Kini, aku sudah menyelesaikan membaca Novel “The Da Vinci Code”. Ketika dalam proses membacanya, aku selalu membuat perkiraan-perkiraan (persangkaan-persangkaan), bagaikan seorang detektif. Dan ternyata, persangkaan-persangkaanku itu begitu banyak yang meleset. Di akhir novel, aku baru bisa tersenyum dan menarik napas lega, setelah sebelumnya begitu banyak ketegangan-ketegangan di dalam novel ini.

Agar lebih menarik, bacalah novel ini secara berurutan dari awal sampai akhir.
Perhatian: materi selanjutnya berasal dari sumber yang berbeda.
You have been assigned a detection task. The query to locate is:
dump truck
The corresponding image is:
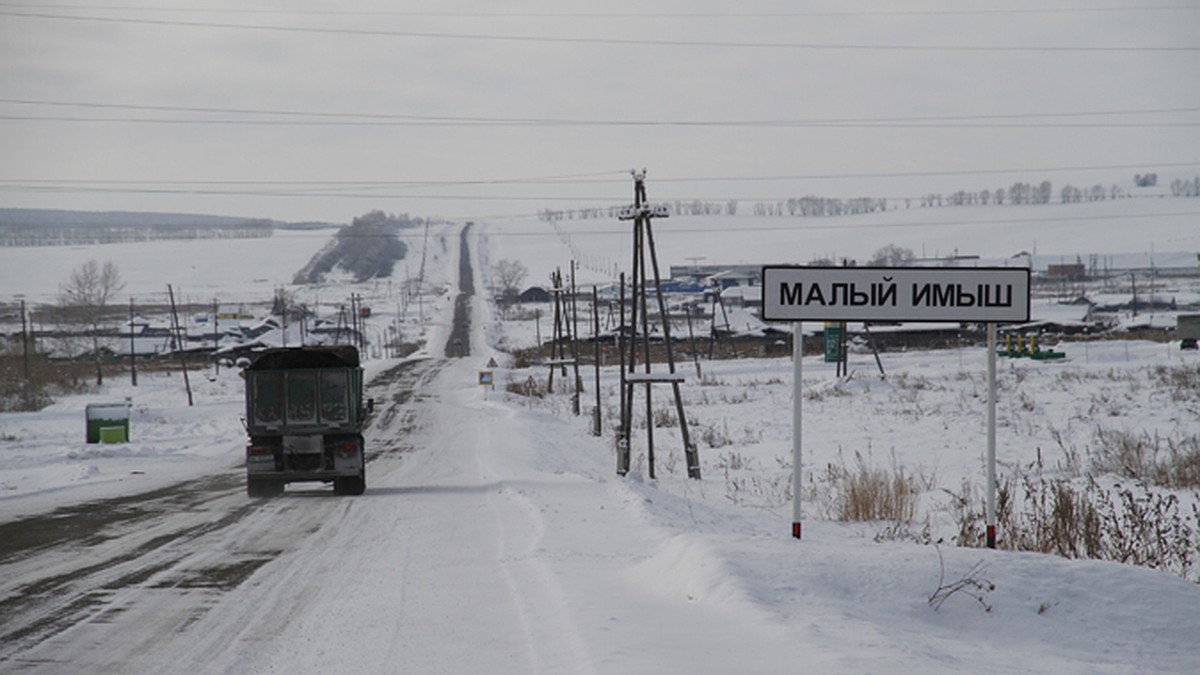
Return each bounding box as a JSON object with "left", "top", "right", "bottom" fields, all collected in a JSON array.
[{"left": 243, "top": 345, "right": 370, "bottom": 497}]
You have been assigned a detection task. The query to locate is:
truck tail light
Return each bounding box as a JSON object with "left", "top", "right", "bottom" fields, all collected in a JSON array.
[
  {"left": 248, "top": 445, "right": 275, "bottom": 457},
  {"left": 330, "top": 440, "right": 358, "bottom": 457}
]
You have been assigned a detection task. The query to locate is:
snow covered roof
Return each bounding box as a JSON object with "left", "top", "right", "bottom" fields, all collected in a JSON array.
[{"left": 720, "top": 285, "right": 763, "bottom": 302}]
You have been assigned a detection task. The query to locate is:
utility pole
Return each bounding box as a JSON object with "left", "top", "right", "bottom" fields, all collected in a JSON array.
[
  {"left": 212, "top": 298, "right": 220, "bottom": 376},
  {"left": 570, "top": 261, "right": 582, "bottom": 416},
  {"left": 20, "top": 299, "right": 30, "bottom": 381},
  {"left": 546, "top": 269, "right": 577, "bottom": 401},
  {"left": 167, "top": 285, "right": 193, "bottom": 406},
  {"left": 593, "top": 285, "right": 602, "bottom": 436},
  {"left": 708, "top": 281, "right": 731, "bottom": 359},
  {"left": 617, "top": 273, "right": 628, "bottom": 474},
  {"left": 1131, "top": 272, "right": 1138, "bottom": 318},
  {"left": 128, "top": 297, "right": 137, "bottom": 386},
  {"left": 618, "top": 170, "right": 700, "bottom": 480}
]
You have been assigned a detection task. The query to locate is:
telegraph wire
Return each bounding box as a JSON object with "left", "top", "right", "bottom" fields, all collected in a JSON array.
[
  {"left": 2, "top": 99, "right": 1197, "bottom": 129},
  {"left": 1, "top": 9, "right": 1197, "bottom": 52},
  {"left": 2, "top": 161, "right": 1198, "bottom": 190},
  {"left": 9, "top": 96, "right": 1200, "bottom": 119},
  {"left": 1, "top": 4, "right": 1196, "bottom": 18},
  {"left": 5, "top": 210, "right": 1188, "bottom": 239},
  {"left": 61, "top": 209, "right": 1189, "bottom": 239},
  {"left": 3, "top": 115, "right": 1199, "bottom": 129}
]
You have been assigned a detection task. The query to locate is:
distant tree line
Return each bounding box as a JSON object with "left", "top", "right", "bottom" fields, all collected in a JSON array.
[
  {"left": 293, "top": 210, "right": 412, "bottom": 284},
  {"left": 535, "top": 172, "right": 1199, "bottom": 225},
  {"left": 539, "top": 199, "right": 739, "bottom": 223},
  {"left": 0, "top": 219, "right": 273, "bottom": 247},
  {"left": 1169, "top": 176, "right": 1200, "bottom": 196},
  {"left": 756, "top": 175, "right": 1199, "bottom": 215},
  {"left": 758, "top": 196, "right": 887, "bottom": 217}
]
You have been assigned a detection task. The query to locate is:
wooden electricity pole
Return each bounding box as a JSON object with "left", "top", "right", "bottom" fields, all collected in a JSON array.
[
  {"left": 167, "top": 285, "right": 193, "bottom": 406},
  {"left": 128, "top": 297, "right": 137, "bottom": 386},
  {"left": 20, "top": 300, "right": 30, "bottom": 381},
  {"left": 618, "top": 170, "right": 700, "bottom": 480},
  {"left": 592, "top": 285, "right": 602, "bottom": 436}
]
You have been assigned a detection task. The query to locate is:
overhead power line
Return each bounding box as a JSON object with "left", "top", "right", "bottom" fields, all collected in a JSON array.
[
  {"left": 1, "top": 184, "right": 1196, "bottom": 209},
  {"left": 2, "top": 99, "right": 1198, "bottom": 129},
  {"left": 7, "top": 210, "right": 1194, "bottom": 239},
  {"left": 2, "top": 161, "right": 1198, "bottom": 192},
  {"left": 1, "top": 4, "right": 1197, "bottom": 19},
  {"left": 1, "top": 9, "right": 1197, "bottom": 52},
  {"left": 6, "top": 115, "right": 1198, "bottom": 129},
  {"left": 91, "top": 210, "right": 1199, "bottom": 239}
]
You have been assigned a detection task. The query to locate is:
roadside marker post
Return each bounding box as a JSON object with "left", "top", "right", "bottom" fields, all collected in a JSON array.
[{"left": 762, "top": 266, "right": 1030, "bottom": 544}]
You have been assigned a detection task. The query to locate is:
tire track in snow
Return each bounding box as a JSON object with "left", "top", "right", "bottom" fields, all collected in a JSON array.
[{"left": 470, "top": 390, "right": 596, "bottom": 674}]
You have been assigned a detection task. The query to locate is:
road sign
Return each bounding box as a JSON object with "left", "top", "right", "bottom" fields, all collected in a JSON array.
[
  {"left": 765, "top": 266, "right": 1030, "bottom": 542},
  {"left": 823, "top": 322, "right": 841, "bottom": 362},
  {"left": 478, "top": 370, "right": 493, "bottom": 386},
  {"left": 762, "top": 266, "right": 1030, "bottom": 323}
]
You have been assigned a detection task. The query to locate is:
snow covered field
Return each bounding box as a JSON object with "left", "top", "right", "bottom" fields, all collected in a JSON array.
[
  {"left": 1, "top": 227, "right": 341, "bottom": 305},
  {"left": 482, "top": 196, "right": 1200, "bottom": 290},
  {"left": 2, "top": 203, "right": 1200, "bottom": 672}
]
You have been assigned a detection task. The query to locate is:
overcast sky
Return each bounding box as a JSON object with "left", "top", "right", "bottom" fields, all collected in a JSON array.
[{"left": 1, "top": 1, "right": 1197, "bottom": 224}]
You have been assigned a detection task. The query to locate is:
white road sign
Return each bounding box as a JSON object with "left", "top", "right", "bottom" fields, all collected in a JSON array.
[{"left": 761, "top": 266, "right": 1030, "bottom": 323}]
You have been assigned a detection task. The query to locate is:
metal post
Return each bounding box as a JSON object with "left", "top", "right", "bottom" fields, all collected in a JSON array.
[
  {"left": 986, "top": 322, "right": 997, "bottom": 548},
  {"left": 792, "top": 322, "right": 803, "bottom": 539}
]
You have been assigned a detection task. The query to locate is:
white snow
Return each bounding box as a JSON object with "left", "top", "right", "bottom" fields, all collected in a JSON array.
[{"left": 2, "top": 202, "right": 1200, "bottom": 673}]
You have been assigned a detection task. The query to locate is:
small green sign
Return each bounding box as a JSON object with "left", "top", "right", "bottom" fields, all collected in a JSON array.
[{"left": 824, "top": 324, "right": 841, "bottom": 363}]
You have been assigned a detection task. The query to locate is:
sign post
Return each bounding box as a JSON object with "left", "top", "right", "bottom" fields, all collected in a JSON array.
[
  {"left": 792, "top": 322, "right": 803, "bottom": 539},
  {"left": 763, "top": 266, "right": 1030, "bottom": 544},
  {"left": 986, "top": 323, "right": 998, "bottom": 548}
]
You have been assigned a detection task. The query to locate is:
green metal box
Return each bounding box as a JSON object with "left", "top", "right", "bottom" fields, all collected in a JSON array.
[{"left": 86, "top": 402, "right": 130, "bottom": 444}]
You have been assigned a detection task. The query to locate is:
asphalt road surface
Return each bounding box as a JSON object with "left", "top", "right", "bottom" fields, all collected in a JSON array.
[
  {"left": 0, "top": 226, "right": 474, "bottom": 670},
  {"left": 444, "top": 222, "right": 473, "bottom": 358}
]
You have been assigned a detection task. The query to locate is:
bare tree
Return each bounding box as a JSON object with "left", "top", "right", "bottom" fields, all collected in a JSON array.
[
  {"left": 1037, "top": 181, "right": 1053, "bottom": 204},
  {"left": 59, "top": 260, "right": 124, "bottom": 385},
  {"left": 493, "top": 259, "right": 528, "bottom": 311},
  {"left": 869, "top": 244, "right": 917, "bottom": 267}
]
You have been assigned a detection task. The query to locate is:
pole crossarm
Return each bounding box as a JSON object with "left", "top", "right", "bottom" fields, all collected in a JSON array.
[{"left": 624, "top": 372, "right": 687, "bottom": 383}]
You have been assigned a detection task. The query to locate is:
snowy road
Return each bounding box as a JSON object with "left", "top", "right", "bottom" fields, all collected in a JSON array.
[
  {"left": 4, "top": 221, "right": 1199, "bottom": 674},
  {"left": 0, "top": 222, "right": 813, "bottom": 674},
  {"left": 0, "top": 222, "right": 704, "bottom": 673}
]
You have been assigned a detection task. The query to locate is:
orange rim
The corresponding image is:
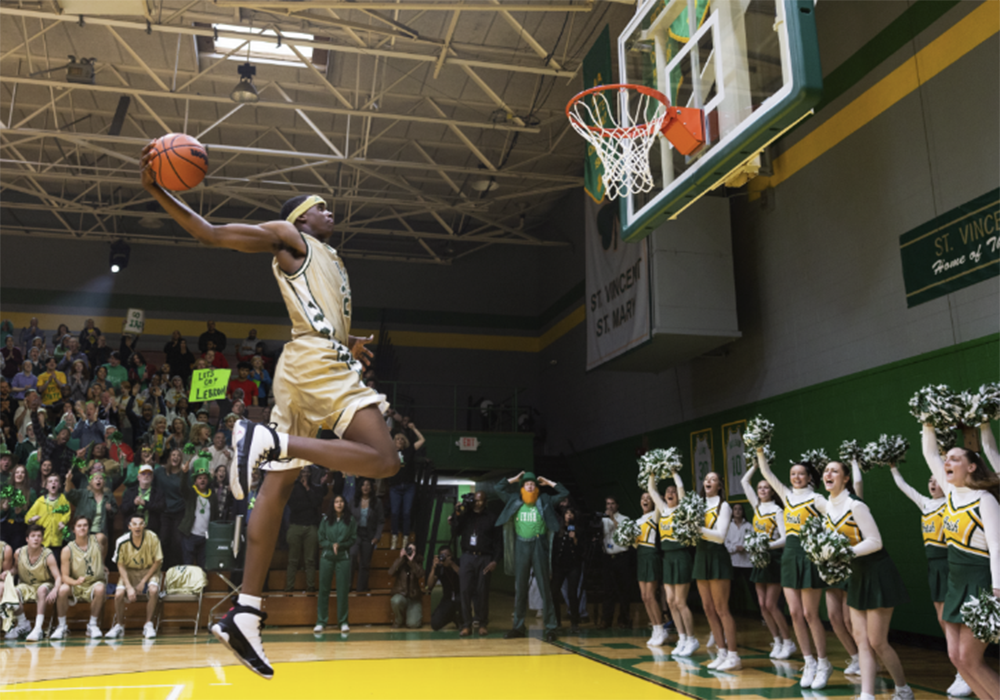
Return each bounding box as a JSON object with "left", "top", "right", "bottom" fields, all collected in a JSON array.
[{"left": 566, "top": 83, "right": 671, "bottom": 139}]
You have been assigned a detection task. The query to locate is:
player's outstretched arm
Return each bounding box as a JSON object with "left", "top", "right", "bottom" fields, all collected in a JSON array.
[{"left": 140, "top": 143, "right": 300, "bottom": 256}]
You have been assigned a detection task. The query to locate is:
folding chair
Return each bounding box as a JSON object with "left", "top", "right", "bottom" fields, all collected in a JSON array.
[{"left": 156, "top": 566, "right": 207, "bottom": 637}]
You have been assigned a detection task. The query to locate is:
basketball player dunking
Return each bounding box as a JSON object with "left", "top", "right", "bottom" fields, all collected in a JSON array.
[{"left": 140, "top": 143, "right": 399, "bottom": 679}]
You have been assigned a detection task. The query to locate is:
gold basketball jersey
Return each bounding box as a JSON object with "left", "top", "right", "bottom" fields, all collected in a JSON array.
[
  {"left": 272, "top": 232, "right": 352, "bottom": 344},
  {"left": 113, "top": 531, "right": 163, "bottom": 570},
  {"left": 16, "top": 547, "right": 53, "bottom": 586},
  {"left": 67, "top": 536, "right": 105, "bottom": 585}
]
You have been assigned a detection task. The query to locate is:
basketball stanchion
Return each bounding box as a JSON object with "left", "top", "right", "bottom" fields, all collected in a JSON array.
[{"left": 566, "top": 84, "right": 704, "bottom": 200}]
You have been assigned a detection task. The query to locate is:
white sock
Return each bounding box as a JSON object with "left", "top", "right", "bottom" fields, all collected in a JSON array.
[
  {"left": 34, "top": 614, "right": 44, "bottom": 629},
  {"left": 238, "top": 594, "right": 263, "bottom": 610},
  {"left": 784, "top": 638, "right": 794, "bottom": 644},
  {"left": 17, "top": 613, "right": 28, "bottom": 625},
  {"left": 58, "top": 616, "right": 66, "bottom": 626},
  {"left": 818, "top": 656, "right": 829, "bottom": 665},
  {"left": 653, "top": 624, "right": 663, "bottom": 634},
  {"left": 89, "top": 616, "right": 98, "bottom": 626},
  {"left": 773, "top": 636, "right": 781, "bottom": 646},
  {"left": 859, "top": 694, "right": 875, "bottom": 700},
  {"left": 728, "top": 650, "right": 738, "bottom": 658},
  {"left": 803, "top": 655, "right": 815, "bottom": 664},
  {"left": 895, "top": 685, "right": 911, "bottom": 693}
]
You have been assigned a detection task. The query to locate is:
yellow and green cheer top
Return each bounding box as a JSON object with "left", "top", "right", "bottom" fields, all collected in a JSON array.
[
  {"left": 753, "top": 504, "right": 782, "bottom": 541},
  {"left": 67, "top": 535, "right": 105, "bottom": 585},
  {"left": 943, "top": 492, "right": 989, "bottom": 560},
  {"left": 16, "top": 546, "right": 53, "bottom": 586},
  {"left": 784, "top": 495, "right": 822, "bottom": 538},
  {"left": 636, "top": 511, "right": 659, "bottom": 549},
  {"left": 922, "top": 501, "right": 948, "bottom": 551},
  {"left": 658, "top": 506, "right": 685, "bottom": 551},
  {"left": 824, "top": 508, "right": 862, "bottom": 546},
  {"left": 704, "top": 501, "right": 720, "bottom": 529}
]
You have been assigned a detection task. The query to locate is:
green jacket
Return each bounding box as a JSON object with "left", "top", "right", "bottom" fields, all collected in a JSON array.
[
  {"left": 178, "top": 469, "right": 212, "bottom": 536},
  {"left": 318, "top": 514, "right": 357, "bottom": 562},
  {"left": 494, "top": 478, "right": 568, "bottom": 533},
  {"left": 65, "top": 483, "right": 118, "bottom": 537}
]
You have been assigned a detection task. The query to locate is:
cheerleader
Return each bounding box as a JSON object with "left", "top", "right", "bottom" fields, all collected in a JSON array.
[
  {"left": 821, "top": 460, "right": 912, "bottom": 700},
  {"left": 636, "top": 491, "right": 666, "bottom": 646},
  {"left": 647, "top": 473, "right": 698, "bottom": 657},
  {"left": 890, "top": 460, "right": 971, "bottom": 697},
  {"left": 822, "top": 462, "right": 863, "bottom": 678},
  {"left": 756, "top": 449, "right": 833, "bottom": 689},
  {"left": 922, "top": 424, "right": 1000, "bottom": 700},
  {"left": 740, "top": 462, "right": 794, "bottom": 659},
  {"left": 693, "top": 472, "right": 741, "bottom": 671}
]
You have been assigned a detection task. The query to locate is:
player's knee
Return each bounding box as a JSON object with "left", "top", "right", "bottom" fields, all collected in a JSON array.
[{"left": 58, "top": 584, "right": 70, "bottom": 597}]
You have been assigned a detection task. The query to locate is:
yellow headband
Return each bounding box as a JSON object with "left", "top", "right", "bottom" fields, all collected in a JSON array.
[{"left": 285, "top": 195, "right": 326, "bottom": 223}]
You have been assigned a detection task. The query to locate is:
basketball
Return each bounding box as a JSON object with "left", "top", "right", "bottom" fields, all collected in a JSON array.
[{"left": 148, "top": 133, "right": 208, "bottom": 191}]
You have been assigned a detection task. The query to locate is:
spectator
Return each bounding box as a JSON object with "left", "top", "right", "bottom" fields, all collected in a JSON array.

Buatlah suatu catatan mengenai persangkaan-persangkaan kita, yang mana persangkaan-persangkaan kita itu biasanya akan runtuh ketika kita membaca halaman-halaman selanjutnya. Catatlah temuan baru itu. Dan kemungkinan, persangkaan-persangkaan kita berdasarkan temuan-temuan baru itu juga akan runtuh ketika kita membaca halaman-halaman selanjutnya. Catat terus perkembangan novel. Jangan lupa juga untuk mencatat hal-hal yang menurut kita menarik, seperti teka-teki, sandi, kode, dan simbol yang terpecahkan, yang teka-teki, sandi, kode, dan simbol itu saling berkaitan dan memiliki banyak arti. Catat juga hal-hal lainnya yang kita anggap menarik, seperti fakta sejarah dan mengenai doktrin-doktrin agama. Pada novel ini mengenai doktrin Kristen.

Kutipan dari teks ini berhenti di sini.